= Hezekiah ben Manoah =

French rabbi and Bible commentator

Hezekiah ben Manoah, or Hezekiah bar Manoah, was a French rabbi and Bible commentator of the 13th century. He is generally known by the title of his commentary, Chizkuni (חזקוני).

In memory of his father, who lost his right hand through his steadfastness in the faith, Hezekiah wrote a commentary on the Pentateuch, under the title Ḥazzeḳuni (ca. 1240). It was printed at Venice in 1524. Other editions appeared at Cremona (1559), Amsterdam (1724, in the Rabbinical Bible of M. Frankfurter), Lemberg (1859), etc.

The commentary is one of the first systematic supercommentaries on the classical commentary of Rashi predating in this field the work of Nachmanides, but it also uses digests and brings selectively quotes and material from about twenty other commentaries as is stated in the introduction. The commentary is based to large extent on the works of Abraham ibn Ezra, Rashbam, Joseph ben Isaac Bekhor Shor and other commentators of the French school. In addition to commentaries and critical analysis and elucidation of Rashi's work, he also contributed original analysis in the form of psychological profiles and historical analysis. The work contains a significant amount of references to Latin biblical terms.

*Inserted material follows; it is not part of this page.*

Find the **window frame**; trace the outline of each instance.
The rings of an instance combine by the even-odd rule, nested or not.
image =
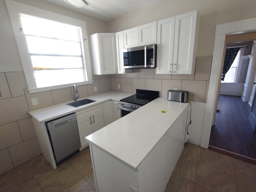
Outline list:
[[[84,66],[84,73],[86,80],[76,82],[77,85],[93,83],[91,60],[89,52],[86,22],[85,21],[63,15],[56,13],[28,6],[12,0],[6,0],[7,9],[11,19],[13,29],[16,40],[21,63],[30,93],[71,87],[74,83],[59,85],[45,87],[36,87],[33,70],[28,50],[26,39],[22,31],[20,13],[32,15],[49,20],[70,24],[81,28],[82,40],[81,46]]]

Despite being obviously based on existing material, the author quotes explicitly as his sources only classical Talmudic and Mishanaic sources and Rashi, Dunash ben Labrat, the "Yosippon", and a Sefer haToladot (which may be the work mentioned in the Tosafot's commentary to ). Hezekiah stated in his work that the lack of citations was to avoid bias and "glorify the great with the small".